Niente PEX se la partecipazione è stata iscritta, anche solo per mero errore, nell’attivo circolante
La vicenda vede protagonista una società a cui erano stati notificati due avvisi di accertamento, con cui l’Agenzia delle entrate ha proceduto al recupero delle maggiori imposte dirette derivanti dal disconoscimento dell’esenzione ex art. 87 del TUIR, relativa alla plusvalenza conseguente alla cessione di partecipazioni.
A parere dell’Ufficio il regime PEX non era applicabile in difetto del requisito dell’iscrizione, nel primo bilancio della contribuente chiuso durante il periodo di possesso delle partecipazioni cedute, nella categoria delle immobilizzazioni finanziarie, risultando piuttosto in tale scrittura contabile i relativi titoli iscritti nell’attivo circolante.

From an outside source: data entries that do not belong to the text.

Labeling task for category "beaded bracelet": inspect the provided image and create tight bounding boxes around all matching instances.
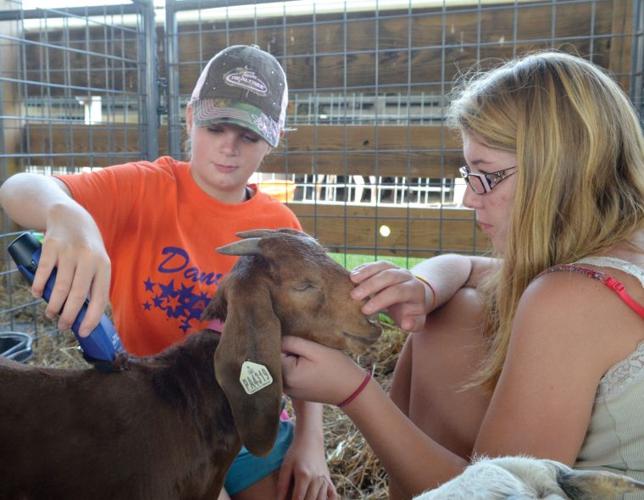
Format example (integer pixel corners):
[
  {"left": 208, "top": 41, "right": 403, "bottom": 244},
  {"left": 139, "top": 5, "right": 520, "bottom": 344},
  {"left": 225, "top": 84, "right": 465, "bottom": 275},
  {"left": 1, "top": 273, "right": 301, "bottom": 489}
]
[
  {"left": 414, "top": 274, "right": 438, "bottom": 311},
  {"left": 338, "top": 371, "right": 371, "bottom": 408}
]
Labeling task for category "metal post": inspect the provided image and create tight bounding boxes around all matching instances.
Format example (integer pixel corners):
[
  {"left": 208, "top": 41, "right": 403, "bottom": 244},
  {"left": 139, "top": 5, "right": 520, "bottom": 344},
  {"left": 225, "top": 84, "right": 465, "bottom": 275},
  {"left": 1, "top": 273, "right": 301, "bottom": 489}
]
[{"left": 134, "top": 0, "right": 160, "bottom": 161}]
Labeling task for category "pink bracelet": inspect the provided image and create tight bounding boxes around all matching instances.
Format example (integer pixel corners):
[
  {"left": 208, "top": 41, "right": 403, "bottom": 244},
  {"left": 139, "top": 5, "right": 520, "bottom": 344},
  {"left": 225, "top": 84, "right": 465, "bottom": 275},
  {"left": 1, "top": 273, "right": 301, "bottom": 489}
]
[{"left": 338, "top": 372, "right": 371, "bottom": 408}]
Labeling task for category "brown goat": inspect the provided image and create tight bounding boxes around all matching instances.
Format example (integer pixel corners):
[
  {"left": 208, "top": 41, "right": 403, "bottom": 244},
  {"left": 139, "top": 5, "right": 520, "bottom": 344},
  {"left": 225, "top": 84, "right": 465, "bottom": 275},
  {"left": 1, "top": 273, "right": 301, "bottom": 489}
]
[{"left": 0, "top": 230, "right": 380, "bottom": 500}]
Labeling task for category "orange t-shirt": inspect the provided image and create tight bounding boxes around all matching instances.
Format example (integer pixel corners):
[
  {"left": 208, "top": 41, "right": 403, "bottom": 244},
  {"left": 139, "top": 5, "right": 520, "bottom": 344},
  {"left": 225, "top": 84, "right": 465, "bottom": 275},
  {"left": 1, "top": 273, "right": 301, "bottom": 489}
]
[{"left": 58, "top": 156, "right": 301, "bottom": 355}]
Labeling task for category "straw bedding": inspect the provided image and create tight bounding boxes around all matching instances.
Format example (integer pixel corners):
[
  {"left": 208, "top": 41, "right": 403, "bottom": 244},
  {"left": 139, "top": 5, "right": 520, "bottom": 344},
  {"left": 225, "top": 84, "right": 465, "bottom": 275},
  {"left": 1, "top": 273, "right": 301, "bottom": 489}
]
[{"left": 8, "top": 282, "right": 406, "bottom": 500}]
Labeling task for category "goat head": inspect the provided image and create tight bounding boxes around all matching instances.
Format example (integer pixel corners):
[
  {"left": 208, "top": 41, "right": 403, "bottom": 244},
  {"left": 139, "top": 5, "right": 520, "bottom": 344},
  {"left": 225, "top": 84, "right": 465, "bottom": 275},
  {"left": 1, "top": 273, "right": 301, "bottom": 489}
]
[{"left": 203, "top": 229, "right": 381, "bottom": 455}]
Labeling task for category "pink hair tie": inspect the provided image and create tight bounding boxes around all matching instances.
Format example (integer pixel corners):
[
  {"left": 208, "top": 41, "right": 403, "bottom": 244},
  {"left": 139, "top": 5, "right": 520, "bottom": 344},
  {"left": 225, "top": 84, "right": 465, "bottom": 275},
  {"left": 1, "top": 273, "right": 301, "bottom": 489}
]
[{"left": 338, "top": 372, "right": 371, "bottom": 408}]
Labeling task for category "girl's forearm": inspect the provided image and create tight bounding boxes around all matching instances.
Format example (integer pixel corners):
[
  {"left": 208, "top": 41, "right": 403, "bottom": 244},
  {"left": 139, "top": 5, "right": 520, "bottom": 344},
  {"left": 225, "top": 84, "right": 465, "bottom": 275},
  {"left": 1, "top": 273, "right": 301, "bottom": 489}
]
[
  {"left": 411, "top": 254, "right": 501, "bottom": 306},
  {"left": 0, "top": 173, "right": 82, "bottom": 230}
]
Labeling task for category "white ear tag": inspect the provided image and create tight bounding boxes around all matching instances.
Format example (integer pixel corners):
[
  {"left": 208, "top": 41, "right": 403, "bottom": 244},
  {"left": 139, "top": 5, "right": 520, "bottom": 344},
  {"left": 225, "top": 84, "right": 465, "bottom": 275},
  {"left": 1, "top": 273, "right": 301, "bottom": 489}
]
[{"left": 239, "top": 361, "right": 273, "bottom": 394}]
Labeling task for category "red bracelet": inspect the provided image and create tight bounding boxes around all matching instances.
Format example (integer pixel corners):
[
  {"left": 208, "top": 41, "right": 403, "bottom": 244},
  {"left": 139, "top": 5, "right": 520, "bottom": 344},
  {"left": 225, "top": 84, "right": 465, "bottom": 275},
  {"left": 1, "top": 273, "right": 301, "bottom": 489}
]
[{"left": 338, "top": 372, "right": 371, "bottom": 408}]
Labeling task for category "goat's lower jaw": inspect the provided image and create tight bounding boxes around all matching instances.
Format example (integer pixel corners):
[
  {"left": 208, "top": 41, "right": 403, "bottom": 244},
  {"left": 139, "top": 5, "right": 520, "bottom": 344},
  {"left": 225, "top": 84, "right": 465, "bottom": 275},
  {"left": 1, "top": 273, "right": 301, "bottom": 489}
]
[{"left": 342, "top": 332, "right": 380, "bottom": 345}]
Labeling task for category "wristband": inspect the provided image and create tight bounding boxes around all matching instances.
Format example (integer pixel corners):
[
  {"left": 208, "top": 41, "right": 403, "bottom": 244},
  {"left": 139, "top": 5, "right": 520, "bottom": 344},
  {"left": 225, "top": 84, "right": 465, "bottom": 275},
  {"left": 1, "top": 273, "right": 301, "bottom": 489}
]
[
  {"left": 414, "top": 274, "right": 438, "bottom": 311},
  {"left": 338, "top": 372, "right": 371, "bottom": 408}
]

Il ricorso presentato dalla società era stato respinto sia in primo che in secondo grado e avverso la sentenza d’appello la contribuente proponeva ricorso in Cassazione, denunciando violazione e falsa applicazione dell’art. 87 del TUIR, in quanto la prima iscrizione della partecipazione ceduta nell’attivo circolante era frutto di un mero errore materiale, generato dal sistema gestionale di contabilità adottato dalla società.
Tuttavia, secondo la contribuente, nella nota integrativa a quello stesso bilancio, la partecipazione in questione era stata descritta come un “investimento duraturo e strategico”, essendo perciò comunque palese la volontà della ricorrente di includerla fra le “Immobilizzazioni finanziarie”, come risulterebbe anche dalla documentazione (libro giornale, libro inventari, bilancio consolidato, ecc.) da cui emergeva con evidenza che, all’atto del conferimento, la partecipazione era stata contabilizzata tra le poste delle “immobilizzazioni finanziarie” e che era destinata non ad un rapido smobilizzo, ma a restare in modo duraturo nel patrimonio della Società.

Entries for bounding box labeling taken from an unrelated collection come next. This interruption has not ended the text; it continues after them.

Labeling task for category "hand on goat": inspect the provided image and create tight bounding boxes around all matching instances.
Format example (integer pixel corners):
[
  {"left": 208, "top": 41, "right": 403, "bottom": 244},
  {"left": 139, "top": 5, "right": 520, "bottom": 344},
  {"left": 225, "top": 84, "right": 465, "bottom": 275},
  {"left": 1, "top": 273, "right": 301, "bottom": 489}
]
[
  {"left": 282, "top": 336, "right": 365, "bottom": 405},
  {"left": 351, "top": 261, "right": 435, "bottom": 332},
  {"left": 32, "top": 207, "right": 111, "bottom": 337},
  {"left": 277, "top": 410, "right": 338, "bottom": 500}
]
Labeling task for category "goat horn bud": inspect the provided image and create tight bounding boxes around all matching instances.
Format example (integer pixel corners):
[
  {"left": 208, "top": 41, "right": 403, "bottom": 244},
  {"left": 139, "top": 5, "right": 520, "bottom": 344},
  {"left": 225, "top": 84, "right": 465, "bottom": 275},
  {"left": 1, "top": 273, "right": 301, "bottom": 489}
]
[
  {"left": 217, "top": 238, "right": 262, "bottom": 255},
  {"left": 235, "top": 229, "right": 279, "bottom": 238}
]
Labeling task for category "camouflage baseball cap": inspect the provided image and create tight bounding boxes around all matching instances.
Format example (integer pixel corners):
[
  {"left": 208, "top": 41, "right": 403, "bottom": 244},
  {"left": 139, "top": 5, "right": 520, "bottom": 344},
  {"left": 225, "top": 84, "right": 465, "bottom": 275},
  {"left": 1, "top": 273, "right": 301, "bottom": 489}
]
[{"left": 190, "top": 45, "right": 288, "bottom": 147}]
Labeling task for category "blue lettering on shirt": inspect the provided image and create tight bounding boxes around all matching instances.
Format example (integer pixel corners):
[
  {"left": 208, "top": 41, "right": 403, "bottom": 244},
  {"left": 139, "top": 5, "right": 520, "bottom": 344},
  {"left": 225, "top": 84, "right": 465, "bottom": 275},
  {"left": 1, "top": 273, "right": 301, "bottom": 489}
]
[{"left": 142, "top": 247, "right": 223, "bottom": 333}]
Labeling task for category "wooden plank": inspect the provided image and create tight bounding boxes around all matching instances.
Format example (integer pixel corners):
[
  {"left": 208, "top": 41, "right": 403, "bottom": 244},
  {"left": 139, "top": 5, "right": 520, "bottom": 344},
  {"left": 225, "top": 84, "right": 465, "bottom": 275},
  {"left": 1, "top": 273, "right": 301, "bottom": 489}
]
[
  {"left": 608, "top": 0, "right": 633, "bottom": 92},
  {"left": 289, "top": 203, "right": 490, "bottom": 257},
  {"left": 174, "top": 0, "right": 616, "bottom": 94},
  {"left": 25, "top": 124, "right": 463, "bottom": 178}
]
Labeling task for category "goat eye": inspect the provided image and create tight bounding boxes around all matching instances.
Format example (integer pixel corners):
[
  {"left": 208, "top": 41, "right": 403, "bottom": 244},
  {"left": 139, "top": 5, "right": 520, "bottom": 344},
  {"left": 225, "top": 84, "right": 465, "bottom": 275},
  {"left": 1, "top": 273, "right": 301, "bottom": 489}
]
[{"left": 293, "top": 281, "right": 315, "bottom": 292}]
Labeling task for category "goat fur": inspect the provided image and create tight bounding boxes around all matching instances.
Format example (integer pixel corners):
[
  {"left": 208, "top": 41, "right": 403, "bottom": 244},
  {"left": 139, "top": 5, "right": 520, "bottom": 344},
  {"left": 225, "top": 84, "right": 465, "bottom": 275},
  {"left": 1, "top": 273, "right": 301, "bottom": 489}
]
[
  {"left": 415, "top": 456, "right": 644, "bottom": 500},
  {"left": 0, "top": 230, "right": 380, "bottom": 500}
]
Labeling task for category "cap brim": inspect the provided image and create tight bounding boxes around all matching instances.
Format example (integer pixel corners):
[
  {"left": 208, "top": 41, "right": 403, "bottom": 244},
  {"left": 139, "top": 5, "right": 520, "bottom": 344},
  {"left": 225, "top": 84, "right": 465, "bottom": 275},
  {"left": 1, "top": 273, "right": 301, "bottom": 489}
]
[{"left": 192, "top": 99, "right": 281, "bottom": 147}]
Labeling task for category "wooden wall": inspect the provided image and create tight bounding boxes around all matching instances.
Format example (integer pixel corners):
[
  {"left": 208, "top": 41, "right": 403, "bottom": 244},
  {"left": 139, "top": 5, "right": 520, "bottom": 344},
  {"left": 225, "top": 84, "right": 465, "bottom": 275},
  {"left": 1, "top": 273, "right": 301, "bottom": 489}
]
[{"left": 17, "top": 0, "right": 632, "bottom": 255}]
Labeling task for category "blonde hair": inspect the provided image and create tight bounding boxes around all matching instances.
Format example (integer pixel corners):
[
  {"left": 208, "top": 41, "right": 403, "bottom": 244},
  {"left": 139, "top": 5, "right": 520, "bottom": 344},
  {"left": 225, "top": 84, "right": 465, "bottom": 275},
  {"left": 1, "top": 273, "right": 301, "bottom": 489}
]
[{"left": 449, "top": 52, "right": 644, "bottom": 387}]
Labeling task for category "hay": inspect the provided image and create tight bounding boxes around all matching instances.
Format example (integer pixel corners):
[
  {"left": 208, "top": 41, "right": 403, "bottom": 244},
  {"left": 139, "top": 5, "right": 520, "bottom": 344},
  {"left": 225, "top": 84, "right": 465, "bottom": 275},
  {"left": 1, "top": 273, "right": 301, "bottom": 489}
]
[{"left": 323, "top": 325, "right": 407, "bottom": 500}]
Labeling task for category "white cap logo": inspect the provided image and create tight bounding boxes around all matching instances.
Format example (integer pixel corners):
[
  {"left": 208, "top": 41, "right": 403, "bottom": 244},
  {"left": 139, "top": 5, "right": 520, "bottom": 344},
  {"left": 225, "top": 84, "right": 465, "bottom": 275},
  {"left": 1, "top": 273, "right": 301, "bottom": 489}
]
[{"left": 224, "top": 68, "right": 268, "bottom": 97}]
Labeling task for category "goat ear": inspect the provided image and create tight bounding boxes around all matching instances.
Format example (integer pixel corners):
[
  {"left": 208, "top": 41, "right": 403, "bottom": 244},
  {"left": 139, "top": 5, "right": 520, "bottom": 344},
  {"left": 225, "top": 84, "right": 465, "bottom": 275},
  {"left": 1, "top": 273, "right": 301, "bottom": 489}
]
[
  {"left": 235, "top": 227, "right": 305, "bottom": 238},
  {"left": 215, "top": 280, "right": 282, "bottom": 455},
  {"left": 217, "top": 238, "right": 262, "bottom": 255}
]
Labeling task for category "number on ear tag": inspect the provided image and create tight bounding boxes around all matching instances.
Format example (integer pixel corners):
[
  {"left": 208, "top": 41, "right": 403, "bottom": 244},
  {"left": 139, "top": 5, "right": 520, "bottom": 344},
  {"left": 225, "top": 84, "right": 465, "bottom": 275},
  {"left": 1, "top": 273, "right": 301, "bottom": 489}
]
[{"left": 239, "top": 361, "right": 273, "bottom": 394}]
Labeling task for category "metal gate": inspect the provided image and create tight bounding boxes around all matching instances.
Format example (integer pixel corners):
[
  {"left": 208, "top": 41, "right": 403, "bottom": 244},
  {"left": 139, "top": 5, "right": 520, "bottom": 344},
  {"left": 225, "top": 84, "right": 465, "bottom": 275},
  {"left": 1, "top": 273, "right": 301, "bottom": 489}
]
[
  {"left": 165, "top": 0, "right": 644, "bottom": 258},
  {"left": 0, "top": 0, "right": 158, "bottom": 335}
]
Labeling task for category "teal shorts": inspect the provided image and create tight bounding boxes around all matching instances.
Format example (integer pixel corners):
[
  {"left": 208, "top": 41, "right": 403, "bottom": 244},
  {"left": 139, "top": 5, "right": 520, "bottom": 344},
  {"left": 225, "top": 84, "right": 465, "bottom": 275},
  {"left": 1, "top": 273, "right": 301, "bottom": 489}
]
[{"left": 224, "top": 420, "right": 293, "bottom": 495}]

Pertanto, valutando la fattispecie secondo buona fede e privilegiando la sostanza sulla forma, emergerebbe che “la partecipazione in esame era stata sempre considerata e gestita come una "immobilizzazione finanziaria” e che quindi sulla plusvalenza spettava il regime PEX.

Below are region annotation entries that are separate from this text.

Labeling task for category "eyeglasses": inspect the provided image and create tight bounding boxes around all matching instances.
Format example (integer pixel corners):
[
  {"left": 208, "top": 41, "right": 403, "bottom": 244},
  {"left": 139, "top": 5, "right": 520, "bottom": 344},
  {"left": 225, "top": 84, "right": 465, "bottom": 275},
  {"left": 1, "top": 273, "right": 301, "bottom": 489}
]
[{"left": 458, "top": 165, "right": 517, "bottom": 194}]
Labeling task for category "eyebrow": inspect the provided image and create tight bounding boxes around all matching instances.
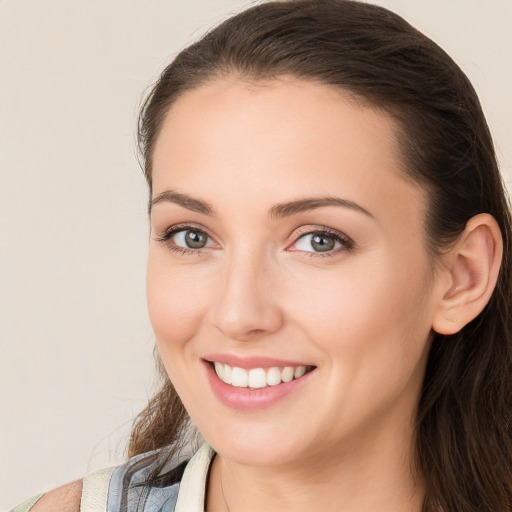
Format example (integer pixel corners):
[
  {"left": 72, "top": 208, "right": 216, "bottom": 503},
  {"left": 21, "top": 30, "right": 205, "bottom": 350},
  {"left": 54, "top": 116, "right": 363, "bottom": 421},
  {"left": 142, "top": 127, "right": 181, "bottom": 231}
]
[{"left": 149, "top": 190, "right": 373, "bottom": 219}]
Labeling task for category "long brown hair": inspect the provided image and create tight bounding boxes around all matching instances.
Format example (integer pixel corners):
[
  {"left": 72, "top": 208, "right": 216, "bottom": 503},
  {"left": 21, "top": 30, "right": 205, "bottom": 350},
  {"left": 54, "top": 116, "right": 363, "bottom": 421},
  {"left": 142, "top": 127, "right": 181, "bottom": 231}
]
[{"left": 129, "top": 0, "right": 512, "bottom": 512}]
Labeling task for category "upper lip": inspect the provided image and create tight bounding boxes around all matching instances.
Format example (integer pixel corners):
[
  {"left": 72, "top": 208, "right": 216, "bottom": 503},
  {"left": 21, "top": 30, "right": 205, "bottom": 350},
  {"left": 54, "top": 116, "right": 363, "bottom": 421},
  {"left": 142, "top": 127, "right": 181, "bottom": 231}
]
[{"left": 203, "top": 353, "right": 313, "bottom": 370}]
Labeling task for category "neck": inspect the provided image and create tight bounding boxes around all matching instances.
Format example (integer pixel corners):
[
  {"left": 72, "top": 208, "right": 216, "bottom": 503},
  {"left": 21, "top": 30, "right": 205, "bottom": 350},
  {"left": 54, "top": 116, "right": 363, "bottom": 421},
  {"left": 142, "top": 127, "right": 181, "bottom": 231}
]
[{"left": 207, "top": 416, "right": 424, "bottom": 512}]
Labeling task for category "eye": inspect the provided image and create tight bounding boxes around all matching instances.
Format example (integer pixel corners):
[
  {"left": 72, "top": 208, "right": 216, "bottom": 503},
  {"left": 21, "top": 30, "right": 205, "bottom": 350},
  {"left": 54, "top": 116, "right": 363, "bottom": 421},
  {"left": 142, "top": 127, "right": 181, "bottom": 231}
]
[
  {"left": 156, "top": 226, "right": 213, "bottom": 253},
  {"left": 292, "top": 229, "right": 353, "bottom": 256}
]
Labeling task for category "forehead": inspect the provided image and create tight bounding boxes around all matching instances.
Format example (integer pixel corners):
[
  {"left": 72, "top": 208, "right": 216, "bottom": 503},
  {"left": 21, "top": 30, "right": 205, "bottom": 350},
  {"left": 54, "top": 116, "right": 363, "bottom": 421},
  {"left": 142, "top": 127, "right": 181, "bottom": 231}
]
[{"left": 153, "top": 77, "right": 424, "bottom": 228}]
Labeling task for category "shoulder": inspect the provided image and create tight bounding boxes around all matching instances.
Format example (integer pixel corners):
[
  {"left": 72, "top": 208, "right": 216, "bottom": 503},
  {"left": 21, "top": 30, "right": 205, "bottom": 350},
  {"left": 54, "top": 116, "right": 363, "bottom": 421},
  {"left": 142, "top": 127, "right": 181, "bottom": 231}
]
[{"left": 31, "top": 480, "right": 83, "bottom": 512}]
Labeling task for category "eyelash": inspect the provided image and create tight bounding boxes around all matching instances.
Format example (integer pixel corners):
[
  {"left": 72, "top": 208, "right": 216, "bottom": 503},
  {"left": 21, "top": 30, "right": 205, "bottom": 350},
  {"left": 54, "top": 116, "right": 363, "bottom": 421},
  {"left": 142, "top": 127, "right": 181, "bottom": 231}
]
[{"left": 155, "top": 224, "right": 355, "bottom": 258}]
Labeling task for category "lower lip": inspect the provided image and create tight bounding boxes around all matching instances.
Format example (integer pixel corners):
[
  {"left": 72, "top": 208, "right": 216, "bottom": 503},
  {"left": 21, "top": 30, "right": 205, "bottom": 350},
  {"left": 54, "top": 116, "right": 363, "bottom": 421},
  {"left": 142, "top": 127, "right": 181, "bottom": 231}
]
[{"left": 203, "top": 361, "right": 315, "bottom": 410}]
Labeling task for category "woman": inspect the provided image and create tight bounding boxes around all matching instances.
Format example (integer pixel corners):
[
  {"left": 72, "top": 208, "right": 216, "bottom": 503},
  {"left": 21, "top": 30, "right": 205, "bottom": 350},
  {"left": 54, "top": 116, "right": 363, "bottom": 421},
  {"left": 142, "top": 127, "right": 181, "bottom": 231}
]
[{"left": 13, "top": 0, "right": 512, "bottom": 512}]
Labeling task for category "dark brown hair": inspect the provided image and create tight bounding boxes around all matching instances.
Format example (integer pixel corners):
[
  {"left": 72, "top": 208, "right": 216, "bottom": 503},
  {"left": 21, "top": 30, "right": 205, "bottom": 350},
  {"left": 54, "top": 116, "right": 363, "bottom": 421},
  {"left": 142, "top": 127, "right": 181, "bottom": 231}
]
[{"left": 129, "top": 0, "right": 512, "bottom": 512}]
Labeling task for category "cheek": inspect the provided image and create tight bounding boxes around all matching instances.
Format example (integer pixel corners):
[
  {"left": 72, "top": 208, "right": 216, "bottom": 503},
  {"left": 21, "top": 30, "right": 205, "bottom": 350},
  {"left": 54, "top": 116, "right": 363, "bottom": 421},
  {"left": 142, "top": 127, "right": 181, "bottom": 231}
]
[{"left": 146, "top": 251, "right": 207, "bottom": 351}]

PEX solo in caso di iscrizione delle partecipazioni tra le immobilizzazioni finanziarie
La Suprema Corte ha ritenuto infondato il motivo di doglianza secondo la seguente motivazione.
In tema di regime cd. PEX (participation exemption), l’esenzione della plusvalenza da realizzo di partecipazioni societarie, prevista dall’art. 87 del DPR n. 917 del 1986 - che, tra i requisiti dell’esenzione, annovera, al comma 1, lett. b, quello oggettivo della classificazione della partecipazione nelle immobilizzazioni finanziarie nel primo bilancio chiuso durante il periodo di possesso - non spetta al contribuente, che abbia invece iscritto, nel periodo rilevante, la partecipazione nella categoria dell’attivo circolante (così Cass. 3.2.2023, n. 3463).
La necessaria concorrenza di tale requisito è stata peraltro affermata anche dalla prassi erariale, avendo la circolare dell’Agenzia delle entrate n. 36/E del 4 agosto 2004 ricordato (al § 2.3.2.) la relazione governativa al decreto legislativo di riforma dell’imposizione sul reddito delle società, secondo cui:
“l’iscrizione della partecipazione nel primo bilancio chiuso nel periodo di possesso tra il circolante dell’attivo patrimoniale preclude qualunque possibilità di applicazione delle disposizioni presenti nell’articolo di cui trattasi [art. 87, TUIR] anche qualora la partecipazione venga successivamente iscritta in bilancio tra le immobilizzazioni finanziarie”.
Chiarito il principio, la Corte si è espressa sulla natura e rilevanza dell’assunto errore nella redazione del bilancio chiedendosi se, in difetto del requisito della relativa iscrizione a bilancio (ed anzi in presenza di un’iscrizione dei titoli nell’attivo circolante), il requisito dell’inclusione della partecipazione tra le immobilizzazioni finanziarie possa manifestarsi comunque.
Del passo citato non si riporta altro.